Thursday, August 19, 2010

Incentives and my Degree.

Joanne Jacobs has this article on Lower pay for math, science teachers.
Math and science teachers earn less than their colleagues in 19 of 30 large districts in Washington state, reports the Center on Reinventing Public Education. That’s because salary schedules reward only longevity and graduate credits. "The analysis finds that in twenty-five of the thirty largest districts, math and science teachers had fewer years of teaching experience due to higher turnover — an indication that labor market forces do indeed vary with subject matter expertise.
She comments that "Differential pay for high-demand skills would keep more math and science teachers in the classroom."

I strongly disagree. What I see as far more likely is that those math and science teachers would get paid more,and since they don't have a clue as to the particulars of teaching, they'd leave just as quickly. Five or ten thousand bucks can't overcome that. Teaching is TOUGH -- TFAs and other dilettantes aren't going to stay no matter what.  Shoveling money into the pockets of a few teachers solely based on the course they teach is not conducive to cooperation, teacher satisfaction, morale, or the work environment as a whole. 
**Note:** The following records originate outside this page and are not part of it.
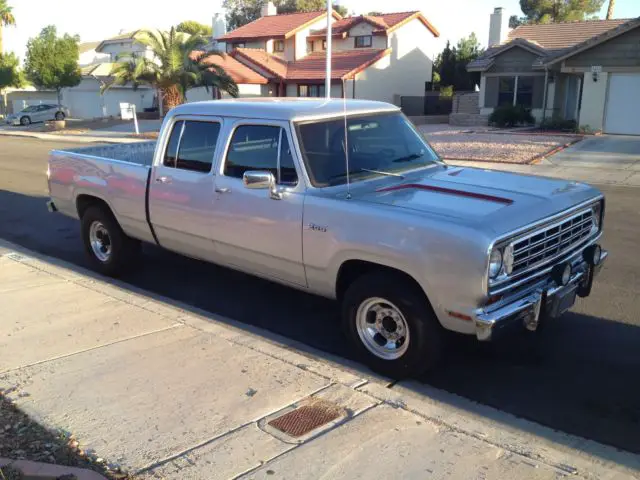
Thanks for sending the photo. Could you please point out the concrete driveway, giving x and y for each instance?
(607, 152)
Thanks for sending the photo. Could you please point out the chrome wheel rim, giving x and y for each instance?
(382, 328)
(100, 241)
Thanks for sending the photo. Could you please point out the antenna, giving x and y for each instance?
(346, 136)
(327, 86)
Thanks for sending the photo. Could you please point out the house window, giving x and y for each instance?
(506, 89)
(524, 93)
(363, 41)
(231, 46)
(311, 90)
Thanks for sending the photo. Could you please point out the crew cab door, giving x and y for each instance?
(258, 230)
(181, 193)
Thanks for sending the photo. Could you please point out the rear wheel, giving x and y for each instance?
(392, 325)
(109, 250)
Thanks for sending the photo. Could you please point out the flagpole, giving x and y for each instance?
(327, 86)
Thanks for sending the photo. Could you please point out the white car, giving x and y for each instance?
(38, 113)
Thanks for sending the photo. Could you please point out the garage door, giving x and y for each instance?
(623, 104)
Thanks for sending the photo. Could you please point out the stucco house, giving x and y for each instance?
(373, 57)
(586, 71)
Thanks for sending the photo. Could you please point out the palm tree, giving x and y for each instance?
(179, 63)
(6, 18)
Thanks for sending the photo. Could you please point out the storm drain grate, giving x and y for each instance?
(306, 418)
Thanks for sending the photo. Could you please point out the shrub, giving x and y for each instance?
(510, 115)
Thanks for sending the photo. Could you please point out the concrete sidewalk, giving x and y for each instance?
(579, 173)
(168, 392)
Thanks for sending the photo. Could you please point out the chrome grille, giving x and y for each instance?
(551, 241)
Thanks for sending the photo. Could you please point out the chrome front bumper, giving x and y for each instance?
(542, 299)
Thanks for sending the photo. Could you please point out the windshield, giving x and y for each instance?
(378, 144)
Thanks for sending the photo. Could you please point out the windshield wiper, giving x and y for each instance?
(368, 170)
(408, 158)
(390, 174)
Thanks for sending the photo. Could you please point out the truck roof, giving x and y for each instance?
(279, 108)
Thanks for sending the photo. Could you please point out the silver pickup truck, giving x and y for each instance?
(347, 201)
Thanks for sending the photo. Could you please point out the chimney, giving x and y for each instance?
(218, 26)
(268, 8)
(498, 27)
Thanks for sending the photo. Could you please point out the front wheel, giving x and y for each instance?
(109, 250)
(392, 325)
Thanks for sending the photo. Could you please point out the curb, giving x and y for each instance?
(514, 435)
(48, 471)
(536, 160)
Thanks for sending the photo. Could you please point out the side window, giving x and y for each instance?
(192, 145)
(197, 146)
(171, 153)
(256, 147)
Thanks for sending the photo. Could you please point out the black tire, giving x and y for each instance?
(426, 335)
(124, 249)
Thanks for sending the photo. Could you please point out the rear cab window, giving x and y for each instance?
(192, 145)
(263, 148)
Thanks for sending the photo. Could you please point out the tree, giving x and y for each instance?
(52, 61)
(194, 28)
(6, 18)
(241, 12)
(612, 4)
(553, 11)
(10, 74)
(451, 64)
(178, 65)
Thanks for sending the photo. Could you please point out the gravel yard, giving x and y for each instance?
(455, 143)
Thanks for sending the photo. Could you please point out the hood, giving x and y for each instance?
(498, 202)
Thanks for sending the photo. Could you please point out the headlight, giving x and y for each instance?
(495, 263)
(597, 214)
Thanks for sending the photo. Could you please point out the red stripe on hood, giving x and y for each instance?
(450, 191)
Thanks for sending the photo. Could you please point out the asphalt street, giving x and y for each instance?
(580, 375)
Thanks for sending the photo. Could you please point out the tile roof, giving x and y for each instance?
(384, 23)
(553, 40)
(557, 36)
(271, 63)
(239, 72)
(345, 63)
(274, 26)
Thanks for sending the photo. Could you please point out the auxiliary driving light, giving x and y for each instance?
(592, 254)
(561, 274)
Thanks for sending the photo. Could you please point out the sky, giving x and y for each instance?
(96, 20)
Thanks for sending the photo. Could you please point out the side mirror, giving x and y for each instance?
(258, 179)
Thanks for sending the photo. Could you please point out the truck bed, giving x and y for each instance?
(140, 153)
(118, 175)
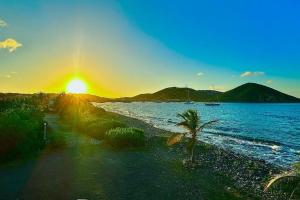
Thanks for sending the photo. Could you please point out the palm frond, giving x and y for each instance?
(174, 139)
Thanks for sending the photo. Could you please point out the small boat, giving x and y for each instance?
(212, 104)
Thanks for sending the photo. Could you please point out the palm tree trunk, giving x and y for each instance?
(193, 142)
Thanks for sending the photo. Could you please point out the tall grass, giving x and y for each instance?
(21, 128)
(125, 137)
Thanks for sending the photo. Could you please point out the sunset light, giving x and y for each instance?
(76, 86)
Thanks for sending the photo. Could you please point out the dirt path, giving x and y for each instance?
(86, 170)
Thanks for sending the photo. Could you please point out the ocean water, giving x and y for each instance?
(266, 131)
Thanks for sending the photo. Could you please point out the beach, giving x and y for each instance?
(247, 174)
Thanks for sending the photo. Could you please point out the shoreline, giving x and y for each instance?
(248, 174)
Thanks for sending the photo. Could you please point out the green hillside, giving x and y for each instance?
(175, 94)
(249, 92)
(256, 93)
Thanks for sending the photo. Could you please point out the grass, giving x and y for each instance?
(99, 127)
(125, 137)
(21, 131)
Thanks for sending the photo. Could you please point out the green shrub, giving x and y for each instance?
(125, 137)
(99, 127)
(21, 131)
(56, 139)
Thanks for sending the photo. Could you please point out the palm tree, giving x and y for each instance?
(191, 122)
(293, 175)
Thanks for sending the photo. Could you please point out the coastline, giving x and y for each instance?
(248, 174)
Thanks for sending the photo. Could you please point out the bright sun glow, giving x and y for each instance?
(76, 86)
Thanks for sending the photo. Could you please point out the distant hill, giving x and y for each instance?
(249, 92)
(256, 93)
(174, 94)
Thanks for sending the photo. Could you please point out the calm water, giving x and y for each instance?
(267, 131)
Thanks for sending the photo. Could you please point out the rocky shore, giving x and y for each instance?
(249, 175)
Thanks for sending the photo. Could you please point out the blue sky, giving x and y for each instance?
(122, 48)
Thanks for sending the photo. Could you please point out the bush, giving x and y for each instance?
(98, 128)
(125, 137)
(21, 131)
(57, 139)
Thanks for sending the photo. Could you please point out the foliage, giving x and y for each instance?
(191, 122)
(125, 137)
(99, 127)
(21, 128)
(291, 179)
(56, 139)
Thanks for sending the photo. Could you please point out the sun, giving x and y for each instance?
(76, 86)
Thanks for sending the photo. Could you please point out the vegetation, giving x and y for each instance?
(255, 93)
(125, 137)
(191, 122)
(21, 126)
(250, 93)
(99, 127)
(291, 179)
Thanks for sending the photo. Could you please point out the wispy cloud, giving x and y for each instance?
(217, 87)
(269, 81)
(248, 73)
(8, 75)
(2, 23)
(10, 44)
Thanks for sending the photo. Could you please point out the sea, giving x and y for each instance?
(270, 132)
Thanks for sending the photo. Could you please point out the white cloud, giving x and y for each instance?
(269, 81)
(10, 44)
(248, 73)
(217, 87)
(2, 23)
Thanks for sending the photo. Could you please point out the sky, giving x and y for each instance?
(127, 47)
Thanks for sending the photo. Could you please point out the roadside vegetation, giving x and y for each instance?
(21, 126)
(97, 123)
(236, 176)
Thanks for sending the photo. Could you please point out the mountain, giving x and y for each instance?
(256, 93)
(247, 93)
(174, 94)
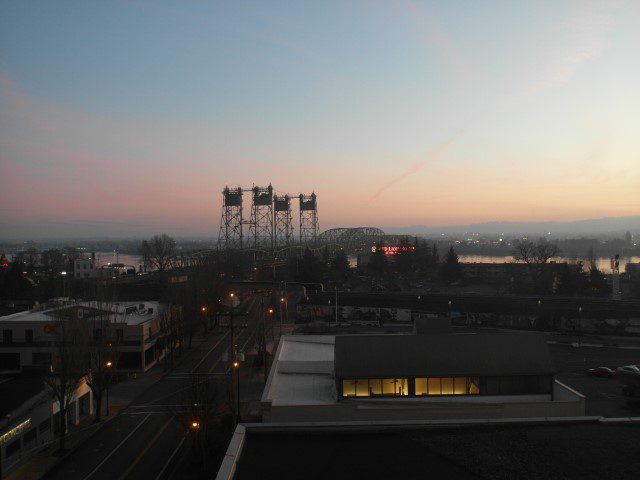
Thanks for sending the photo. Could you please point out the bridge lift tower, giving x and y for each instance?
(230, 235)
(282, 220)
(308, 218)
(261, 221)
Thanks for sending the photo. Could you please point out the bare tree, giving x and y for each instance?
(69, 362)
(198, 414)
(536, 256)
(158, 252)
(103, 352)
(171, 333)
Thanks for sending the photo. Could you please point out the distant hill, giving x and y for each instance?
(597, 226)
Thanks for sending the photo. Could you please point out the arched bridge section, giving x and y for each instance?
(352, 239)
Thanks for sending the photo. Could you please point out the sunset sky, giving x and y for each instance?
(128, 118)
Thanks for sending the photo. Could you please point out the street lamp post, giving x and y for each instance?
(282, 300)
(108, 365)
(236, 366)
(64, 283)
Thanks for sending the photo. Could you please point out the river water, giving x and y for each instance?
(603, 264)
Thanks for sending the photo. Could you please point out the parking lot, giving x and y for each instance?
(603, 395)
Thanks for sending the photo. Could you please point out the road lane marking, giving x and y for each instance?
(207, 354)
(170, 458)
(146, 449)
(119, 445)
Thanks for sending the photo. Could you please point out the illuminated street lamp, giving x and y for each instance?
(108, 365)
(236, 366)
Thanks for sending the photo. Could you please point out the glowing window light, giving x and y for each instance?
(15, 431)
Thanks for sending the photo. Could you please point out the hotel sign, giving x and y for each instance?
(393, 249)
(15, 431)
The fact that those with a STEM degree can and do move on to other options is unfortunate but also a good motivator. "Hey, kids! Look what applying yourself in these subjects can do for you. Mr. Smith just got a job paying  ... "
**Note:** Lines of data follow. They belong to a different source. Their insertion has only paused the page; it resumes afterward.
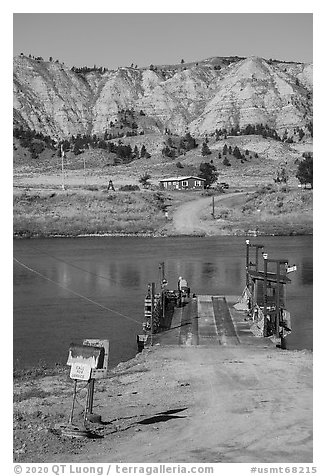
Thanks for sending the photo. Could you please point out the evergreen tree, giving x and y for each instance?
(205, 149)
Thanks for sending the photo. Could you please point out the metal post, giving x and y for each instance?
(73, 402)
(257, 249)
(247, 262)
(265, 256)
(277, 320)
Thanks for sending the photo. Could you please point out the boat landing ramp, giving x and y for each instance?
(207, 320)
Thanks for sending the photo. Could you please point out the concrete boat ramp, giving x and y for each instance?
(208, 320)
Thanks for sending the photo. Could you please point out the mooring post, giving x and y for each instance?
(73, 402)
(152, 309)
(247, 262)
(163, 283)
(277, 320)
(90, 396)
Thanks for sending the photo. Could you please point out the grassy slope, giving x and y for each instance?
(86, 212)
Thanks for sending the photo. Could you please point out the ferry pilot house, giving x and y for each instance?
(182, 183)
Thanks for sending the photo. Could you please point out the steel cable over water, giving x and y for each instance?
(74, 292)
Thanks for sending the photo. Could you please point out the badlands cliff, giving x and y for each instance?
(200, 97)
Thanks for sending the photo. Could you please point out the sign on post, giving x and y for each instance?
(80, 371)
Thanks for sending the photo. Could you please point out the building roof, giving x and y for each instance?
(178, 179)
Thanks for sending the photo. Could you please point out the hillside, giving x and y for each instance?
(217, 93)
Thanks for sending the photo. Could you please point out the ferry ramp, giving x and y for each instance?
(207, 320)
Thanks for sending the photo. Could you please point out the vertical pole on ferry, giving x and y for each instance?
(62, 168)
(265, 256)
(162, 266)
(277, 320)
(152, 309)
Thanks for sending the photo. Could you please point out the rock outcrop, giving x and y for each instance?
(52, 99)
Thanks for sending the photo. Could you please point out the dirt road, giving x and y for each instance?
(223, 396)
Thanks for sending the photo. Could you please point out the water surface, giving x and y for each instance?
(78, 288)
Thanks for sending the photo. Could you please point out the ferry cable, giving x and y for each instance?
(75, 266)
(74, 292)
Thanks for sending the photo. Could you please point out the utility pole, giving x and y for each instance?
(163, 284)
(265, 256)
(84, 169)
(152, 309)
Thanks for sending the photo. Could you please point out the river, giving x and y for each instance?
(69, 289)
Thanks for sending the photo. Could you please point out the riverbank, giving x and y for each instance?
(218, 403)
(268, 211)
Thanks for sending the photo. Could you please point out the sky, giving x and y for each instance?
(120, 39)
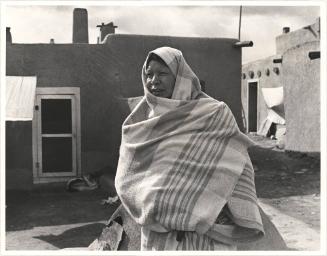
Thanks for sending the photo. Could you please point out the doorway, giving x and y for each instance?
(252, 106)
(56, 129)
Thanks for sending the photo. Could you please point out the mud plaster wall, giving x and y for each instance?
(264, 81)
(109, 73)
(302, 98)
(19, 154)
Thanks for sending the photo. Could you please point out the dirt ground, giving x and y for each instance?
(50, 218)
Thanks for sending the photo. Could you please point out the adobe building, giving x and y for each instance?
(281, 93)
(66, 102)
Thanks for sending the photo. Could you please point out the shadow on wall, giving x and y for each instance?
(279, 174)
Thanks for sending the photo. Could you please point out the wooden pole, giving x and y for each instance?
(239, 24)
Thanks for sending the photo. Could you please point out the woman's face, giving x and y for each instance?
(160, 81)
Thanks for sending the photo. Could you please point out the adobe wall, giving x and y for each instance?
(298, 37)
(19, 155)
(302, 98)
(108, 74)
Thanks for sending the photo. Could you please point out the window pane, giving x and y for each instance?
(57, 154)
(56, 116)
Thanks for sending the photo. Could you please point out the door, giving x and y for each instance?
(56, 135)
(252, 106)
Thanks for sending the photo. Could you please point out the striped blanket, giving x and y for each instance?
(180, 167)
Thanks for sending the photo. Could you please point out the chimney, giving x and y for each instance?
(80, 26)
(8, 36)
(106, 29)
(286, 30)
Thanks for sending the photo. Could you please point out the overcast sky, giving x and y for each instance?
(261, 24)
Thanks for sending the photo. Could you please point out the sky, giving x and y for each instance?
(260, 24)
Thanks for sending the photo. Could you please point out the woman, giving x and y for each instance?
(184, 174)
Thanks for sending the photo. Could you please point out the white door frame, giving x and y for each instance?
(57, 93)
(247, 97)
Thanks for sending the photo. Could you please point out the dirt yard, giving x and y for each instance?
(50, 218)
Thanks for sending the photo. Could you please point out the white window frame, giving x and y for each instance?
(247, 99)
(57, 93)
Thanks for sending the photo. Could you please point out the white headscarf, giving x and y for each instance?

Importantly, you can never pay those folks enough to keep them in the classroom, if they are chasing the dollar. TFAs are only thinking of a two year commitment and then it's off to the "Real World" of 6-figure salaries.  No school can compete with that. $100k or more -- is this what you want to pay a teacher in their first couple of years before you even know if they can teach? (What is this, some freakin' NBA rookie deal?)
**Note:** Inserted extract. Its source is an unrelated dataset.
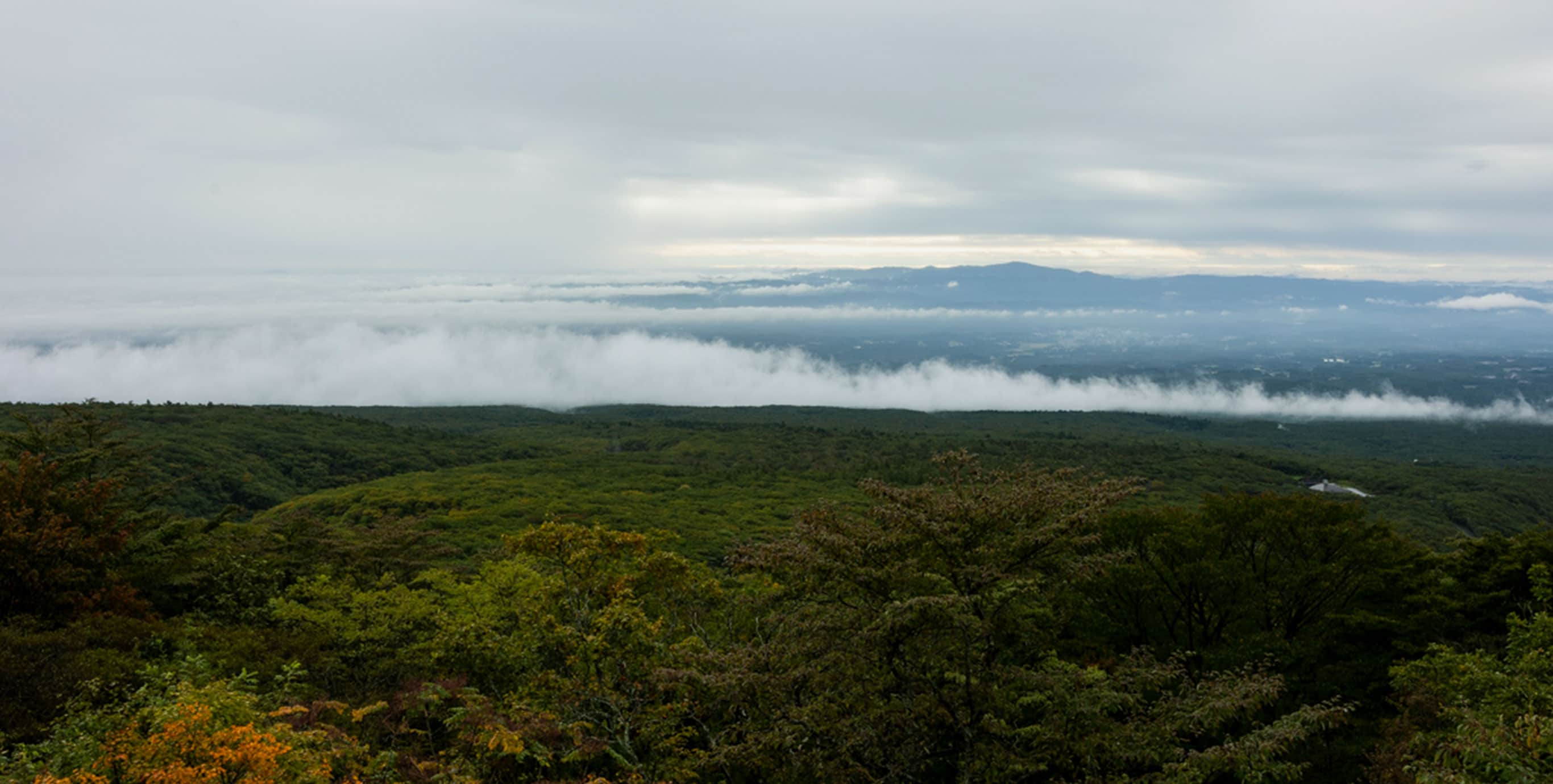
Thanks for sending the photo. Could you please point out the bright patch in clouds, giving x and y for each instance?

Also, remember that they were not trained to be a teacher. Teaching math and doing math are different. They were trained to build machines, or solve complex systems, or write enormous amounts of code. There's nothing there about dealing with math-phobic 15-year-olds and material you learned easily twelve years ago. My biggest difficulty in the beginning was that, by and large, few of my students was as capable as I -- I had to figure out how to reach all the kids.

I'm a math teacher with an engineering degree, but I'm okay with the salary schedule paying all teachers similarly regardless of course. English is necessary, too, you know. As is art and music and history and science and computers and languages and woodshop and tech program and forestry and, and, and. Only a few students are going to specialize in math -- one could make the argument that the other teachers are more valuable to more students. How can anyone justify paying one teacher more than another based on the job offer that someone else might have gotten?

On the other hand, refusing pay increases doesn't make for a good environment either. My principal can't even visit my classroom more than once in four years and can't understand anything I teach - how is he going to fairly set my salary? I don't work for him; I work for a vague entity called the "District." It's not his money and he has no incentive to save it. This is not the classic "Boss" everyone thinks about.

The pay needs to be enough to keep money out of the conversation. The best way to do that is with the salary schedule. Then, there's no administrative BS, favoritism, stupidity, etc. You don't get worthless teachers (albeit with shiny degree) getting 5-figure signing bonuses and still skipping out after a year or two. Fairness is an issue and the evaluation process is too unclear for people to bet thousands of dollars based on it. You also don't get people comparing notes or holding out for raises in the middle of the year.

For more on motivation, go here: Dan Pink's talk on motivation.

Of course, if you want to pay me more, I won't turn it down. It's not why I teach, though. I had many choices that paid more -- industry, entrepreneur -- but I chose teaching. I'm paid well enough, I get my vacation all at once instead of having every night and weekend free and a couple weeks in August, and I enjoy what I do when I'm teaching. For me, it's a good choice.


  1. I agree 1005 with everything you wrote here. Great points.

  2. To retain math and science teachers, more of them, teaching conditions need to be improved.
    1) more pay? that's not going to get more, and unless we are talking large bucks, and no one is.
    2) smaller classes
    3) better curricula. Especially math. Why do we have these lousy state standards?
    4) safer schools. Better physical plant. Better administrators.